Deafblind Dutch mathematician

Gerrit van der Mey (5 January 1914 – November 2002) was a deafblind Dutch mathematician. He helped create software for PTERA and ZEBRA, some of the first computers designed in the Netherlands, as well as creating compilers for later computers. In 1982 he was made a member of the Order of Orange-Nassau at the grade of knight.

==Early life and education==

Gerrit van der Mey was born 5 January 1914 in Lisse. He was the son of a well-known bulb grower. When he was four, he contracted meningitis and became completely blind due to an opening between his outer and middle ear. He attended elementary school at a school for the blind in Bussum. He attended high school at Blinden Studien Anstalt in Marburg, Germany, where his mathematics teacher recognized his impressive aptitude for the subject.

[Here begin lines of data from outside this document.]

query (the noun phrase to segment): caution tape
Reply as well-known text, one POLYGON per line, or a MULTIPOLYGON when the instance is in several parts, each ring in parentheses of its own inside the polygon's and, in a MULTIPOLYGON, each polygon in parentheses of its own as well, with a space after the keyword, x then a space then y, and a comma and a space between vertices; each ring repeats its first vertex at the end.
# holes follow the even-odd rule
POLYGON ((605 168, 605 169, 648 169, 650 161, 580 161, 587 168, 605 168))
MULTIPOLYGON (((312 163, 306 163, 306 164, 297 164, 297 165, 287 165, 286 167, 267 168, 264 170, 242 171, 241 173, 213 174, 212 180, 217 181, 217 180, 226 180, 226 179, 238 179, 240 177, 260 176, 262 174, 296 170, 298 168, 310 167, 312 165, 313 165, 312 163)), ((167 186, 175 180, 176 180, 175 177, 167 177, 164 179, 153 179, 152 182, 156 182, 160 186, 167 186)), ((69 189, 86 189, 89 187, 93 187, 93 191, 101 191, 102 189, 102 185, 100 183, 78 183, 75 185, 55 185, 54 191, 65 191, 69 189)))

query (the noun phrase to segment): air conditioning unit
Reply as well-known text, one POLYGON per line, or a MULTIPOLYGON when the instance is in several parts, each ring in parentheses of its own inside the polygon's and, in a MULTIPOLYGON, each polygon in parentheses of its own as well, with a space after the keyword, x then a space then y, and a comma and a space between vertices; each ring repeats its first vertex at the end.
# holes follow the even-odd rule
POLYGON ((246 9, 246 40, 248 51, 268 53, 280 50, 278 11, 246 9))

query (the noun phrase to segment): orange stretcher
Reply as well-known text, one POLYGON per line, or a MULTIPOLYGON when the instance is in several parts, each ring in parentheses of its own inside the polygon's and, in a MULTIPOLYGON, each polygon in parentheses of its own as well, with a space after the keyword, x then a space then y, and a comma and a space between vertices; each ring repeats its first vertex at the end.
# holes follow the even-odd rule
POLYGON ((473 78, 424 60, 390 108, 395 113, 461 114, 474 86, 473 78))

After returning to the Netherlands Mey began studying mathematics at Leiden University, but was forced to discontinue his studies when the Nazis shut down the university in 1941. He continued studying at Vrije Universiteit Amsterdam under Jurjen Ferdinand Koksma and Johannes Haantjes, where he graduated cum laude in 1943.

In 1945 Mey contracted meningitis again, leading to a total loss of hearing and loss of balance. He had to relearn to walk with the help of a guide dog. He continued his studies in mathematics at Leiden University working under Willem van der Woude; Mey received his Ph.D. in 1947. His dissertation was titled De resultant in de theorie der algebraische krommen, focusing on the theory of algebraic curves.

==Work at PTT==

In 1951 Mey began working as a calculator (computer programmer) at the Mathematical Department of the PTT (Staatsbedrijf der Posterijen, Telegrafie en Telefonie; the Dutch mail and telephone company), working closely with Willem van der Poel. Computer programming was in its infancy at the time; the advantage for a blind worker was that there was no literature to consult as everything needed to be built from scratch. Large parts of the code and operating systems for some of the first electronic computers designed in the Netherlands, including PTERA (Postal Telecommunications Electronic Automatic Calculator) and ZEBRA (Very Simple Binary Automatic Calculator), were written by Mey. The first programs had to be written to use floating-point arithmetic, with conversions from decimal to binary. The Mathematical Department used his programming for applications such as cable calculations, filters for multiple carrier connections, and celestial mechanics. Mey also created the design of an ALGOL compiler and a LISP system for ZEBRA. For later systems he made IPL V, LISP, SNOBOL3 and ALGOL 68 compilers.

==Communication==

A typewriter-style keyboard allowed people to type messages to him which would be converted to a specially-constructed braille reading-box. Even after thirty years of total deafness, he retained near perfect speech, allowing him to answer questions with his voice; he collaborated with researchers to investigate his ability to retain speech. A braille telephone and a braille telex were also created by his coworkers for his use. He used the Lorm alphabet to communicate with his wife and close friends.

==Personal life and travels==

In 1957 Mey, his wife Suzanne Melgerd, and coworker Willem van der Poel attended a conference hosted by the Helen Keller Foundation to share information about his communication devices. They toured the United States and Canada with a group of deafblind people; a highlight of the trip was a visit to the Oval Office to meet President Eisenhower. On the boat trip from Europe, Mey's lack of balance made it impossible for him to walk unassisted, but as a consolation he did not suffer from seasickness.

Mey traveled extensively and memorized the Dutch railway network schedules. Before becoming deaf, he was an excellent pianist and played occasionally even after losing his hearing. He and his wife had three daughters together.

==Later life==

When his colleague Willem van der Poel became a professor at the Delft University of Technology, Mey went to work with him. He retired in 1978. In 1982 he was designated as a Knight in the Order of Oranje Nassau. His wife unexpectedly died in 1983; he would later remarry and divorce.

Mey spent his final years at the center for the deaf-blind at Beek. He died in November 2002.